With 95 per cent of its cargoes heading to Mexico, Brownsville has boosted trade volumes by 50 per cent and almost doubled revenues since 2008 and, at $5.3bn, the foreign-trade zone that it administers is the second biggest in the US by export and import value. Whatever happens with tariffs, “trade won’t dry up,” said Shannon O’Neil at the Council on Foreign Relations.

On June 1, Mr Trump used national security arguments to impose tariffs on steel and aluminum, including from Mexico, as the countries struggled to make headway after nearly a year of talks to upgrade the North American Free Trade Agreement. Mexican retaliation was swift, in the form of tit-for-tat duties on steel and an array of US exports, from cheese and pork to apples and bourbon that the US this month challenged at the WTO.

“It’s hard to imagine a port being so sanguine about the impact of tariffs,” said Antonio Garza, a former US ambassador to Mexico and Brownsville native. “Ultimately they are corrosive and trade restrictive, not expansive.”

“Brownsville will be able to weather the tariff storm,” said Chris Wilson at the Wilson Center. “With the US economy growing at a healthy rate, the demand for steel will remain high, meaning import volumes will stay strong. Of course prices will go up, but they will be pushed as far down the supply chain as possible.”

Whereas a diversified port can adapt to changing markets, the deeply entwined cross-border auto and manufacturing industries show how much is at stake for Mexico. “Maybe Brownsville doesn’t care if it’s oil or steel but it could have a big impact on workers in Mexico,” Ms O’Neil said.

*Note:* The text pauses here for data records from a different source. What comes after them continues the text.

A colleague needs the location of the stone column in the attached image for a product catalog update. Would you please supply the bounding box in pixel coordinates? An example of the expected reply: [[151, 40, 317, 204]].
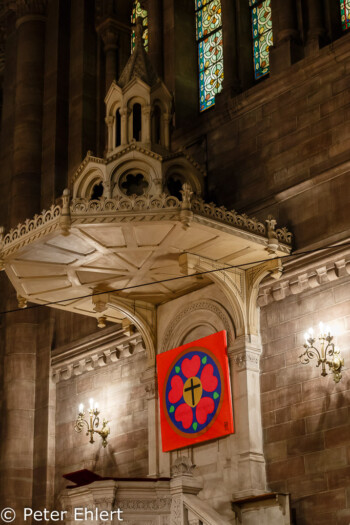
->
[[148, 0, 163, 76], [97, 18, 119, 93], [269, 0, 302, 75], [305, 0, 326, 55], [105, 115, 115, 153], [163, 113, 171, 150], [142, 105, 152, 145], [221, 0, 239, 94], [141, 367, 159, 477], [1, 2, 46, 519], [120, 107, 129, 146], [170, 457, 202, 525], [228, 335, 267, 499], [11, 0, 47, 224]]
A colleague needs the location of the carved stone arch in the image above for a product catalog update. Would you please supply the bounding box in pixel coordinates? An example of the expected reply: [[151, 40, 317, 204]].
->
[[160, 299, 235, 353], [109, 156, 161, 196], [164, 162, 202, 197], [107, 295, 156, 366], [179, 254, 246, 337], [246, 259, 283, 335], [73, 168, 106, 199], [108, 98, 123, 117]]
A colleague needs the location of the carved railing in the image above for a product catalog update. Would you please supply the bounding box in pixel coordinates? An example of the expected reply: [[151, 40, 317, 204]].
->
[[71, 194, 181, 213], [0, 192, 292, 254], [2, 204, 61, 246], [191, 197, 292, 245]]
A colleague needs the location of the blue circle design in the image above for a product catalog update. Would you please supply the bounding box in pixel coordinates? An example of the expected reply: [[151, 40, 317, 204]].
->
[[165, 348, 222, 435]]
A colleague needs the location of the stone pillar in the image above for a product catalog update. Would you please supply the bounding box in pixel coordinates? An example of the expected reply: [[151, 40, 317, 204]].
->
[[97, 18, 119, 93], [142, 105, 152, 145], [228, 335, 267, 499], [105, 115, 115, 153], [305, 0, 326, 55], [11, 1, 47, 224], [148, 0, 163, 76], [0, 2, 46, 519], [170, 457, 202, 525], [120, 107, 129, 146], [269, 0, 302, 75], [221, 0, 239, 94], [141, 367, 159, 477]]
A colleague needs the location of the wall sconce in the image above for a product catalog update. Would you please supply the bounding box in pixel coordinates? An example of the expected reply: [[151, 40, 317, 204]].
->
[[300, 322, 344, 383], [74, 398, 110, 447]]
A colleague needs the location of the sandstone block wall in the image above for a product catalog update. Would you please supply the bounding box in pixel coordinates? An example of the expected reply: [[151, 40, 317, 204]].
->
[[260, 277, 350, 525], [173, 33, 350, 250], [54, 351, 148, 496]]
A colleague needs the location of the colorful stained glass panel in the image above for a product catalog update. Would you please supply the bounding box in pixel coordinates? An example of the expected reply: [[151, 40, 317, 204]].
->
[[251, 0, 273, 80], [131, 1, 148, 52], [340, 0, 350, 30], [196, 0, 222, 40], [198, 30, 224, 111], [195, 0, 223, 112]]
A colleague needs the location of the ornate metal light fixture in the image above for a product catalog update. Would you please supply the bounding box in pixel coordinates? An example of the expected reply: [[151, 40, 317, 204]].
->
[[300, 322, 344, 383], [74, 398, 110, 447]]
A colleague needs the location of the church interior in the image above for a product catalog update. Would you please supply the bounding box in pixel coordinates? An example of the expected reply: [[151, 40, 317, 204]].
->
[[0, 0, 349, 524]]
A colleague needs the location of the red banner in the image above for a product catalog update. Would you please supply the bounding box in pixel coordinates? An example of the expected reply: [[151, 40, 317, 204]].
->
[[157, 331, 234, 452]]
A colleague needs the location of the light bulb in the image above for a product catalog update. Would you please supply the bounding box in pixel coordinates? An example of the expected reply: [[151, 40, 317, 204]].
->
[[308, 327, 314, 336], [79, 403, 84, 414], [319, 322, 324, 334], [94, 402, 99, 410], [89, 398, 94, 410], [304, 332, 309, 342]]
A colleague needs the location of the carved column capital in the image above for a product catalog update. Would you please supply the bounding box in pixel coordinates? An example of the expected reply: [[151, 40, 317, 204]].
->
[[15, 0, 47, 21], [97, 18, 119, 52]]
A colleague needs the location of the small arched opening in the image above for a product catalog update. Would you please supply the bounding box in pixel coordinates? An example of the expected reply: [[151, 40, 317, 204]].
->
[[133, 103, 142, 141], [90, 181, 104, 200], [116, 109, 121, 147]]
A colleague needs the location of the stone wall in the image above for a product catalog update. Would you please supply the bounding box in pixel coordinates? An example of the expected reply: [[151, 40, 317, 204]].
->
[[54, 348, 149, 496], [260, 275, 350, 525], [172, 32, 350, 251]]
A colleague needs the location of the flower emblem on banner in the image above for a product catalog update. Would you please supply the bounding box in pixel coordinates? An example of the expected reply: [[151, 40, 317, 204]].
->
[[157, 331, 234, 452], [164, 348, 223, 436]]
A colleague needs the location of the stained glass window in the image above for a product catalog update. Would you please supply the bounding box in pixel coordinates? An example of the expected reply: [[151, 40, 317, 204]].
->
[[340, 0, 350, 30], [195, 0, 224, 112], [250, 0, 273, 80], [131, 1, 148, 52]]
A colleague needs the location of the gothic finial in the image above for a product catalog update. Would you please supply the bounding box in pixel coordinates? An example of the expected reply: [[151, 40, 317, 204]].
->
[[59, 188, 71, 237], [180, 183, 193, 230], [266, 215, 279, 254], [135, 16, 143, 45]]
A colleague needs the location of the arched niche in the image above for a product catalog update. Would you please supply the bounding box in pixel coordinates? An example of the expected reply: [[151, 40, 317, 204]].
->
[[164, 162, 203, 197], [73, 168, 105, 199], [115, 108, 121, 147], [160, 299, 235, 353], [109, 156, 161, 197], [127, 96, 146, 143]]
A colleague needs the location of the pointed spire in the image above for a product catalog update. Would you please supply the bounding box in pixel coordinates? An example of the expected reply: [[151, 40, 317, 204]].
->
[[118, 17, 158, 88]]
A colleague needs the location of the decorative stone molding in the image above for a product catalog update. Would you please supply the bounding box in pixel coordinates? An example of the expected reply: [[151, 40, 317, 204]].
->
[[258, 251, 350, 305], [161, 299, 235, 352], [231, 350, 260, 371], [171, 457, 196, 478], [115, 498, 171, 511], [2, 203, 60, 255], [51, 327, 145, 383], [97, 17, 119, 51], [15, 0, 47, 19], [71, 194, 181, 214]]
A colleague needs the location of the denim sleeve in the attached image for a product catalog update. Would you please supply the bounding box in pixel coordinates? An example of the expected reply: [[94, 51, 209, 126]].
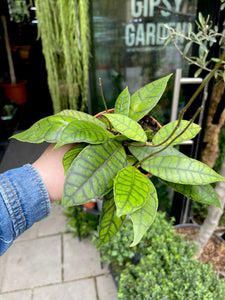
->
[[0, 164, 50, 255]]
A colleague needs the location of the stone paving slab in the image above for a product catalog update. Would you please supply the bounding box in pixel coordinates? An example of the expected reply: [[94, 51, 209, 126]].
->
[[14, 223, 38, 242], [97, 274, 118, 300], [33, 279, 97, 300], [63, 235, 108, 281], [0, 290, 32, 300], [36, 203, 67, 237], [0, 202, 118, 299], [13, 203, 67, 243], [0, 254, 6, 293], [2, 235, 62, 292]]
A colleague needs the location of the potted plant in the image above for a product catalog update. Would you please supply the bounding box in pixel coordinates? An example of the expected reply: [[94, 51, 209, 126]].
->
[[1, 103, 17, 120], [10, 0, 30, 23], [11, 66, 225, 247], [0, 14, 27, 104]]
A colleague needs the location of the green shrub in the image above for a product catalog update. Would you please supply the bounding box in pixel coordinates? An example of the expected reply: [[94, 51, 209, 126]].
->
[[64, 206, 98, 239], [95, 212, 196, 267], [118, 254, 225, 300], [96, 211, 225, 299], [117, 216, 225, 300]]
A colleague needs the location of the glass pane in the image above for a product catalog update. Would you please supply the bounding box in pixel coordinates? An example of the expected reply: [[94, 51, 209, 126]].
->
[[91, 0, 198, 121]]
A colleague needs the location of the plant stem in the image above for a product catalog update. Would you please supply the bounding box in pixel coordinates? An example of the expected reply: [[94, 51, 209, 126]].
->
[[128, 52, 225, 156], [135, 106, 203, 168], [179, 51, 225, 120], [149, 51, 225, 149], [173, 42, 212, 73], [98, 78, 108, 112]]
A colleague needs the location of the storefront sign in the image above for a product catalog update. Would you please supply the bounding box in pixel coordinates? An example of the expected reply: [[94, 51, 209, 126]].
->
[[125, 0, 192, 49]]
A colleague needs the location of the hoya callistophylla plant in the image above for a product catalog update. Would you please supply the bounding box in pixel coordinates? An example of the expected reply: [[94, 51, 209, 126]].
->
[[12, 74, 225, 247]]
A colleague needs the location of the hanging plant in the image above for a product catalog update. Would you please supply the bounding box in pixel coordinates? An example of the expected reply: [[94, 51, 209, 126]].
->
[[35, 0, 90, 112]]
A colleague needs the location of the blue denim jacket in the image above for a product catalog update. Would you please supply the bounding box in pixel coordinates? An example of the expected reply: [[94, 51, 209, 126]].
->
[[0, 164, 50, 255]]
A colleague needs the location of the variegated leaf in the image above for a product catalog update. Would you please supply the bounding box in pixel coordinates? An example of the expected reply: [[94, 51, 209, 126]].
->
[[104, 113, 147, 142], [130, 180, 158, 246], [141, 155, 225, 185], [12, 115, 76, 143], [55, 120, 114, 149], [128, 74, 172, 121], [57, 109, 107, 129], [114, 87, 130, 116], [164, 180, 221, 207], [129, 144, 186, 162], [97, 190, 125, 247], [62, 140, 127, 206], [63, 143, 87, 175], [114, 166, 151, 217], [152, 120, 201, 146]]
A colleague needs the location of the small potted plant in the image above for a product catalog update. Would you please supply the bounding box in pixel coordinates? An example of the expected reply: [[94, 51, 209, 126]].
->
[[1, 103, 17, 121], [0, 13, 27, 104], [12, 69, 225, 247]]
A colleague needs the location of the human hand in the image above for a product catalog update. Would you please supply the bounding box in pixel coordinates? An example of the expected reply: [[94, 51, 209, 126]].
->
[[32, 144, 72, 202]]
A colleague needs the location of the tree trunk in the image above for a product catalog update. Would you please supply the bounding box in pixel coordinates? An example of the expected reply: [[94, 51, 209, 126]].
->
[[194, 159, 225, 256]]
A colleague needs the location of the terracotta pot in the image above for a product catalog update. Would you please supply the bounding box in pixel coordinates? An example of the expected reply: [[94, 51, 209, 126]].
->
[[94, 108, 115, 118], [94, 108, 161, 130], [0, 80, 27, 104], [83, 201, 95, 209]]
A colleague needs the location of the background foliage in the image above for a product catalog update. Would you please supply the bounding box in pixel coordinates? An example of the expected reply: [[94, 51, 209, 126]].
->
[[35, 0, 90, 112]]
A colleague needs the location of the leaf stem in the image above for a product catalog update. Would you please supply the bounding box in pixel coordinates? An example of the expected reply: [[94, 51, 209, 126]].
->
[[99, 78, 108, 113]]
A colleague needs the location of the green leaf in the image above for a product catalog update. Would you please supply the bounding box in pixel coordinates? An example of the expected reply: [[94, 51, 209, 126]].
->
[[183, 41, 192, 56], [104, 113, 147, 142], [57, 109, 107, 129], [194, 68, 203, 78], [152, 121, 201, 146], [55, 120, 114, 149], [126, 155, 138, 166], [130, 180, 158, 246], [129, 144, 186, 162], [113, 134, 131, 142], [187, 23, 192, 35], [12, 115, 76, 143], [211, 58, 225, 63], [114, 166, 152, 217], [164, 181, 221, 207], [62, 140, 127, 206], [97, 190, 125, 247], [128, 74, 172, 122], [114, 87, 130, 116], [63, 143, 87, 175], [141, 155, 225, 185], [198, 12, 204, 26]]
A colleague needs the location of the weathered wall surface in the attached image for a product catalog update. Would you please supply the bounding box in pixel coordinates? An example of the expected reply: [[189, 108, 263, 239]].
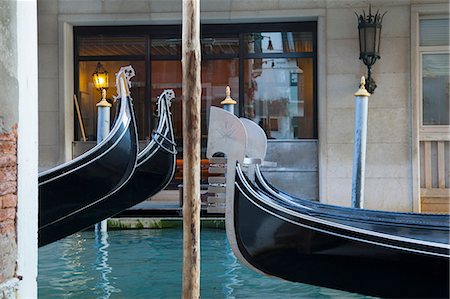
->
[[37, 0, 446, 211], [0, 0, 18, 294], [0, 128, 17, 284], [0, 0, 18, 133]]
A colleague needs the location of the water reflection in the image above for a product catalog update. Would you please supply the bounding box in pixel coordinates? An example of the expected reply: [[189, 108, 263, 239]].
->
[[39, 233, 94, 296], [222, 246, 243, 298], [94, 230, 119, 298], [39, 229, 375, 299]]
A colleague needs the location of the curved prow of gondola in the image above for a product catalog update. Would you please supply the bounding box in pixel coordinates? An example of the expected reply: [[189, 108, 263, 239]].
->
[[38, 89, 177, 247], [239, 117, 267, 161], [233, 162, 450, 298], [38, 66, 139, 247], [206, 106, 260, 272], [138, 89, 177, 166]]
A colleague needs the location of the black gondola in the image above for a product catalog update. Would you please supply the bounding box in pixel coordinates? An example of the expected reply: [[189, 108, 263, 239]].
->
[[39, 89, 177, 246], [39, 66, 139, 246], [230, 162, 450, 298]]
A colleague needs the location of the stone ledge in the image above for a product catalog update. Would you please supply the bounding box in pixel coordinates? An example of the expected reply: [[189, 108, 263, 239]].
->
[[108, 218, 225, 230]]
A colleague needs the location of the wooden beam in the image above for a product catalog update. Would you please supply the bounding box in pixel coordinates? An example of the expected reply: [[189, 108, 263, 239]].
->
[[423, 141, 432, 189], [182, 0, 201, 298], [437, 141, 445, 189], [421, 188, 450, 198], [73, 94, 87, 142]]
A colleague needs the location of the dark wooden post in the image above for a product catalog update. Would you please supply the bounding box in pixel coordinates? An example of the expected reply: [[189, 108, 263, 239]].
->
[[182, 0, 201, 298]]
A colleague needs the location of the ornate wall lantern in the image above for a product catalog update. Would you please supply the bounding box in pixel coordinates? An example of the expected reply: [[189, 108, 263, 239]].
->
[[356, 6, 386, 94], [92, 62, 109, 92]]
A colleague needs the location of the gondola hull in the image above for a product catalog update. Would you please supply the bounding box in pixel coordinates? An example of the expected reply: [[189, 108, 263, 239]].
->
[[205, 106, 450, 298], [38, 67, 139, 247], [233, 165, 450, 298], [39, 91, 176, 246]]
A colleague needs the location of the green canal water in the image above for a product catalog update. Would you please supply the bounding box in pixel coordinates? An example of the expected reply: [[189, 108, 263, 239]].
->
[[38, 228, 375, 298]]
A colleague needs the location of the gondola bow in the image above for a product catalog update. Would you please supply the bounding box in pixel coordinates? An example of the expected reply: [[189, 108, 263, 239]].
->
[[38, 66, 139, 246]]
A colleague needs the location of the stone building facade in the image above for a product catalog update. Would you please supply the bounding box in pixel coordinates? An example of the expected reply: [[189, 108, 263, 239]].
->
[[36, 0, 449, 213], [0, 0, 447, 297]]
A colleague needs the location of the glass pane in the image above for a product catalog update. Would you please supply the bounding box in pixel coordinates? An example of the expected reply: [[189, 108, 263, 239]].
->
[[77, 61, 146, 141], [152, 37, 240, 56], [422, 54, 450, 125], [201, 59, 239, 185], [151, 59, 239, 187], [151, 60, 182, 188], [420, 18, 450, 46], [151, 39, 181, 56], [202, 37, 239, 55], [244, 32, 313, 54], [151, 60, 182, 146], [78, 36, 146, 56], [244, 57, 315, 139], [364, 26, 376, 54], [201, 59, 239, 140]]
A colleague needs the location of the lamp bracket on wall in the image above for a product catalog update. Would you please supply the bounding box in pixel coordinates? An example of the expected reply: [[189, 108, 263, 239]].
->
[[355, 5, 387, 94]]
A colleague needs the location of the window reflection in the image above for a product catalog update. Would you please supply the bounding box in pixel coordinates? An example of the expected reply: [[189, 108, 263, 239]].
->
[[151, 37, 240, 56], [151, 59, 239, 186], [151, 39, 181, 56], [79, 36, 146, 57], [244, 57, 314, 139], [422, 54, 450, 126], [419, 19, 450, 47], [202, 37, 239, 55], [244, 32, 313, 54]]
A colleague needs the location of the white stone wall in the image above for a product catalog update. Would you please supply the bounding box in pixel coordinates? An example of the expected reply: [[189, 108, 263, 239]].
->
[[37, 0, 447, 211], [324, 4, 413, 211], [38, 0, 60, 168]]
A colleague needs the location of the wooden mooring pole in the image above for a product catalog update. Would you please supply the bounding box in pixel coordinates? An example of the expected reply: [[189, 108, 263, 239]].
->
[[181, 0, 201, 298]]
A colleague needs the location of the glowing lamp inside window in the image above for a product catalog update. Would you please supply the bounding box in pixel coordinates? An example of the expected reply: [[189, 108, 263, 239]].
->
[[92, 62, 109, 91]]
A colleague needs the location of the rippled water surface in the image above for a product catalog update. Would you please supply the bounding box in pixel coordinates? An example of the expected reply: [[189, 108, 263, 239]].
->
[[39, 228, 373, 298]]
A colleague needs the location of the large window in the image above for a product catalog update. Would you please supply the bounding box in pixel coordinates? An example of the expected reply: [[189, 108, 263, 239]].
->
[[419, 18, 450, 126], [413, 13, 450, 213], [74, 23, 317, 186]]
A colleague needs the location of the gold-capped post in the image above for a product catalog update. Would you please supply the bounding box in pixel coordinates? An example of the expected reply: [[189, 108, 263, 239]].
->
[[96, 88, 112, 107], [221, 86, 237, 114], [354, 76, 371, 97], [221, 86, 237, 105]]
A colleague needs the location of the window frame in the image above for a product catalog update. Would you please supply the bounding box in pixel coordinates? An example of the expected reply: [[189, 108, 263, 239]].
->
[[411, 6, 450, 212], [417, 14, 450, 134], [419, 50, 450, 133], [73, 22, 318, 141]]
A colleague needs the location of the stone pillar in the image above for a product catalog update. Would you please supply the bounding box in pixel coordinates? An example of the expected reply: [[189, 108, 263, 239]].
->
[[0, 0, 19, 297], [0, 0, 38, 297]]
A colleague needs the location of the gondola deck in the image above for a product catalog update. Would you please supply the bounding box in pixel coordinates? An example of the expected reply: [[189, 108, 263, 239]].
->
[[233, 163, 449, 298]]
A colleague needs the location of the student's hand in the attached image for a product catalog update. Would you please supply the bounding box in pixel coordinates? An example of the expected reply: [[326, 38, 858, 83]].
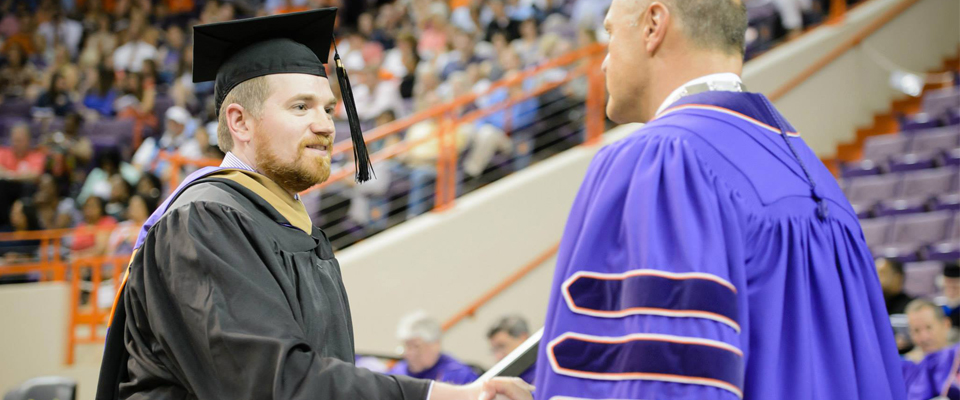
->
[[428, 378, 533, 400], [478, 377, 534, 400]]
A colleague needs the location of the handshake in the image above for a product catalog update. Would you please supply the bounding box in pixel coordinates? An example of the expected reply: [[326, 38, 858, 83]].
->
[[430, 378, 535, 400]]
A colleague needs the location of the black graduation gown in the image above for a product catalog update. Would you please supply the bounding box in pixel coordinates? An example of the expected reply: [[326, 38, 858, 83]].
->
[[97, 170, 430, 400]]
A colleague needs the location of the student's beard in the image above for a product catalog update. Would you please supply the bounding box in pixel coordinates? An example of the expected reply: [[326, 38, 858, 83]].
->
[[254, 134, 331, 194]]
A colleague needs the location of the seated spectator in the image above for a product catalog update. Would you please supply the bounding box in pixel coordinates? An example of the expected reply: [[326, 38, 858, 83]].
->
[[77, 13, 118, 69], [0, 42, 39, 98], [905, 299, 956, 362], [485, 0, 521, 43], [115, 71, 158, 139], [35, 70, 76, 116], [348, 65, 403, 122], [33, 173, 77, 230], [440, 29, 485, 80], [388, 311, 479, 385], [0, 123, 46, 182], [78, 149, 139, 206], [105, 174, 133, 220], [70, 195, 118, 258], [939, 263, 960, 328], [877, 257, 914, 315], [417, 5, 451, 59], [112, 26, 159, 73], [82, 67, 119, 117], [0, 198, 41, 265], [157, 25, 186, 84], [358, 11, 394, 50], [42, 112, 94, 195], [906, 344, 960, 400], [132, 105, 198, 176], [37, 10, 83, 58], [135, 172, 163, 200], [451, 0, 484, 34], [108, 193, 157, 256], [511, 19, 540, 68], [487, 315, 535, 384]]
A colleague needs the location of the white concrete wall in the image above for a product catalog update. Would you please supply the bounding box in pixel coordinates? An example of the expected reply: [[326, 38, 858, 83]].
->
[[340, 125, 638, 366], [744, 0, 960, 155], [0, 283, 69, 394]]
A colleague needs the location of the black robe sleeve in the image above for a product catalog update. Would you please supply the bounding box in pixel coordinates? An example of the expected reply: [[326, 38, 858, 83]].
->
[[121, 201, 430, 400]]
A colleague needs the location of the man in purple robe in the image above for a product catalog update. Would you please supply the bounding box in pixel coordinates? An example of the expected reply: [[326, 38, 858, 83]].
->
[[534, 0, 906, 399], [908, 344, 960, 400], [389, 311, 480, 385]]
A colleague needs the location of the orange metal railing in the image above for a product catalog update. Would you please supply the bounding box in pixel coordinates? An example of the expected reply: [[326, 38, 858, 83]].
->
[[163, 43, 609, 212], [0, 0, 896, 361], [441, 243, 560, 332]]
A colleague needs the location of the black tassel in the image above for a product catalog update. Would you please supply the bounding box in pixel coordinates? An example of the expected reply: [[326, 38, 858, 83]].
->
[[334, 52, 373, 183]]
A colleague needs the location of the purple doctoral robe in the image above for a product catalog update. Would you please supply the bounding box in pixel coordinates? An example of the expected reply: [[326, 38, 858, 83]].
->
[[534, 91, 906, 399]]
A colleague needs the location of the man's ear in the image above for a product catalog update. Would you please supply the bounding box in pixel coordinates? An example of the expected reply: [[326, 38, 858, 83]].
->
[[224, 103, 253, 145], [644, 2, 671, 55]]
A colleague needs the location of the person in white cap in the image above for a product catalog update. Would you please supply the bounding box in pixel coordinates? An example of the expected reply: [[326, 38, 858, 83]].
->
[[131, 105, 198, 175]]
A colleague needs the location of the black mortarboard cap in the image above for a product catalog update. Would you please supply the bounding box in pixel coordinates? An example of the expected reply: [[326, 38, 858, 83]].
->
[[945, 263, 960, 278], [193, 8, 373, 183]]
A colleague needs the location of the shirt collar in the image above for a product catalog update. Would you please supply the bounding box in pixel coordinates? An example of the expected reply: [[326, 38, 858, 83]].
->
[[655, 73, 743, 117], [221, 152, 301, 201]]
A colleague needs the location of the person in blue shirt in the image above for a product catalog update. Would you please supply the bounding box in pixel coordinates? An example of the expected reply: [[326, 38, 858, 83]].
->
[[535, 0, 905, 398], [389, 311, 479, 385]]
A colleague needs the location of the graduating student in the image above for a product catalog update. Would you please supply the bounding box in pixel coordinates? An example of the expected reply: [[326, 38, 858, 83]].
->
[[535, 0, 906, 399], [95, 9, 532, 400]]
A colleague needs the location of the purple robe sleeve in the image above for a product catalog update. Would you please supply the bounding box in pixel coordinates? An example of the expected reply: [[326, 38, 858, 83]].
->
[[536, 130, 745, 399]]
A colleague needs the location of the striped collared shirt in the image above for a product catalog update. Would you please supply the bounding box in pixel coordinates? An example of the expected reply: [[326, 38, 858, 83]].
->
[[220, 152, 300, 200]]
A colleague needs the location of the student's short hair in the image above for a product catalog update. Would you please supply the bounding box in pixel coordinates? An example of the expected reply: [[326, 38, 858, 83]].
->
[[217, 76, 270, 152]]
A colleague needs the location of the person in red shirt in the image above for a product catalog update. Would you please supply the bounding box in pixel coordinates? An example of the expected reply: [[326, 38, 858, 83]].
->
[[70, 195, 118, 258], [0, 123, 45, 182]]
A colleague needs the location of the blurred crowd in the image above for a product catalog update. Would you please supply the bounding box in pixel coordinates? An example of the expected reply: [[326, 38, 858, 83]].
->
[[0, 0, 850, 267]]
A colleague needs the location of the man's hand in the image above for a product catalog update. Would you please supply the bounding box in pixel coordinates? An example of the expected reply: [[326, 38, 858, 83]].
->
[[428, 378, 534, 400], [479, 377, 534, 400]]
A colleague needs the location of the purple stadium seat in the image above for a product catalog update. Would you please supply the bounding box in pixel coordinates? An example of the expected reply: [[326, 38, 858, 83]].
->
[[946, 108, 960, 126], [82, 119, 135, 151], [29, 118, 65, 139], [876, 211, 956, 261], [0, 98, 32, 118], [923, 87, 960, 118], [842, 134, 910, 177], [888, 153, 937, 173], [910, 128, 960, 155], [947, 148, 960, 166], [927, 217, 960, 261], [876, 168, 958, 216], [890, 128, 960, 172], [0, 116, 27, 144], [898, 168, 959, 198], [153, 95, 175, 132], [903, 261, 945, 298], [934, 193, 960, 211], [900, 112, 941, 132], [843, 174, 900, 217], [859, 217, 893, 249]]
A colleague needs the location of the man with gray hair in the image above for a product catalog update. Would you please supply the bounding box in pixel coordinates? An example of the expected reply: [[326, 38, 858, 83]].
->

Part of the reason Brownsville has proved resilient is its location. “It is a very good gateway into Mexico . . . You won’t find another port to replace it that easily,” said Bill Ralph, a marine economist at consultancy RK Johns & Associates. “Brownsville has the logistics connections that most ports can’t offer.”

At the same time, with Brownsville mostly handling steel in transit to Mexico, it is unlikely to be hurt by steel tariffs on US imports in the same way as other ports, he said. If Mr Trump invokes national security rules against car imports, “there isn’t any US port or border crossing that wouldn’t feel some effect”, Mr Ralph said.

For now, it is business as usual at this deepwater seaport. The Russian steel is bound for Monterrey, Mexico’s industrial capital just 200 miles away. “We haven’t seen any indication this [tariff war] is going to hurt us,” said Donna Eymard, deputy port director.

Nor have the tariffs dented planned investments. A $1.6bn Big River Steel mill on port land is at the due diligence stage. “If their market is Mexico, they can benefit from all the logistical advantages, save a lot of money and have higher margins even if punitive tariffs apply,” said Steve Tyndal, senior director for marketing and business development at the port.

In addition, three companies — Annova LNG, Rio Grande LNG and Texas LNG — are in the final stage of obtaining permits to build a trio of gas liquefaction plants representing nearly $39bn in investment that could make Brownsville the top US LNG export hub, Mr Tyndal said.

Sprawling across 40,000 acres that are also home to eagles and giant tarantulas, the port has adapted to other crises. “When there was the devaluation of the peso [in 1994], we thought it was going to kill us, but it turned out to be one of the best years we had,” said Antonio Rodríguez, director of cargo services, who has been at the port for 26 years.

Steel, renewable energy and other cargoes passing through Brownsville could increase under Mexican president-elect Andrés Manuel López Obrador, who takes office on December 1. He wants to boost the domestic oil industry to make Mexico less reliant on US fuel and to invest in infrastructure and development in Mexico’s poor south.

“We are optimistic there are always opportunities for us,” said Mr Campirano. “We could be an exporter of Mexican refined products down the road.” Or as Ms Eymard puts it: “It’s like when you drive your car to the grocery store. There are different routes but you take the one you know. People don’t change.”